Herausgekommen ist dies durch eine parlamentarische Anfrage des Hamburger CDU-Bundestagsabgeordneten Dr. Christoph Ploß. Der hatte die Bundesregierung im Januar gefragt, „für wie viele der sich im Bundeseigentum befindlichen Immobilien“ der Bund eine Grundsteuererklärung abgegeben habe. Die Antwort hat wohl nicht nur Ploß überrascht. Zwar weniger, was die Anzahl der Immobilien betrifft (rund 26.000), dafür aber umso mehr, soweit es den Umgang mit der Frist zur Abgabe der Erklärung geht.

Denn in der Antwort des Parlamentarischen Staatssekretärs Dr. Florian Toncar für die Bundesregierung heißt es, die für die Grundsteuermeldung zuständige Bundesanstalt für Immobilienaufgaben (BImA) habe sich statt einer „händischen Einreichung gegenüber einer Vielzahl verschiedener Finanzämter deutschlandweit“ für eine IT-Lösung entschieden. Das ist sicher sinnvoll. Nun aber kommt eine doch recht eigenartige Erläuterung, bis wann diese IT-Lösung die Daten übermittelt: „Mit der Datenerhebung sowie -pflege ist Mitte 2022 begonnen worden. Im Januar 2023 werden die ersten Blöcke der Grundsteuererklärungen über die Schnittstelle zum ELSTER-Verfahren übermittelt.

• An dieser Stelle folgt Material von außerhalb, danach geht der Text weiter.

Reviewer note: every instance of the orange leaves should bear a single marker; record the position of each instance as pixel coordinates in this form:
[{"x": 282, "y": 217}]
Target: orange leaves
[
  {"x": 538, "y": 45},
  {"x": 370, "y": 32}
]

Die BImA konzentriert sich dabei zunächst auf die steuerpflichtigen Liegenschaften, für die die Meldungen planungsgemäß zum 31. März 2023 abgeschlossen sein sollen.“ Abschließend lässt Toncar wissen, die BImA stehe „hierzu weiterhin in ständigem engem Austausch mit den Landesfinanzverwaltungen“.

Frage 1: Warum hat der Bund, konkret die BImA, erst Mitte 2022 mit der Datenerhebung begonnen? Und, noch viel wichtiger, Frage 2: Warum gilt für die BImA offenbar eine ganz andere Frist? Denn die BImA, so erläutert Toncar, will die Meldungen zu den grundsteuerbefreiten Liegenschaften, die gleichwohl gemeldet werden müssen, erst nach Meldung der grundsteuerpflichtigen Grundstücke beginnen, sodass „nach der jetzigen Planung bis zum 30. September 2023 die notwendigen Erklärungen für die Hauptfeststellung für sämtliche Liegenschaften der BImA abgeschlossen sein sollen“.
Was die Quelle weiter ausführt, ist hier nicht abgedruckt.